平成31年度予算概算要求が8月末で締め切られ、各省庁はそれぞれ要求額と重点予算事業を発表した。水産庁は「新たな資源管理と水産業の成長産業化」に取り組む水産改革の推進予算として3,003億円を要求。前年度当初予算に比べ1.7倍、17年ぶりの3千億円規模の予算実現をめざす。
齋藤健農林水産大臣は「水産分野においては、本年6月に水産政策の改革を決定しており、新たな資源管理と水産業の成長産業化に重点的に取り組み、政策を実行するために必要な予算を具体化して要求した」と記者会見で述べ、長谷成人水産庁長官は自民党水産部会・水産総合調査会の合同会議で「水産改革に対する本気度が浜に伝わる予算をつくった」と説明した。水産改革に伴う法改正は「漁業者や関係団体からの要望を十分に聞き」早ければ秋の臨時国会に法案を提出する意向だ。
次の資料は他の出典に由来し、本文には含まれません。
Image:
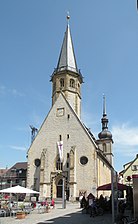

このうち、新規の「新たな資源管理に適合した操業体制の確立」に62億円を計上し、TAC対象魚種の拡大、IQ導入等新たな資源管理措置への移行に伴う減船・休漁措置を円滑に実施するため、影響を受ける漁業者や加工業者を支援する。また「沿岸漁業の競争力強化」に308億円を計上し、漁業所得の向上を目指す漁業者による共同利用施設の整備、密漁防止対策、浜と企業の連携の推進など浜プランの着実な推進、浜の構造改革に必要な漁船、機器等のリース方式による導入を支援する。内訳は「浜の活力再生・成長促進交付金」に123億円、「水産業成長産業化沿岸地域創出事業」185億円がいずれも新規で盛り込まれた。漁船リースや機器導入は従来の補正予算から当初予算に移行された。527億円が計上された「漁業経営安定対策」の内訳は、「漁業収入安定対策事業」229億円(114億円)、「漁業経営セーフティーネット構築事業」172億円(2億円)。さらに漁協の合併等の支援も行う。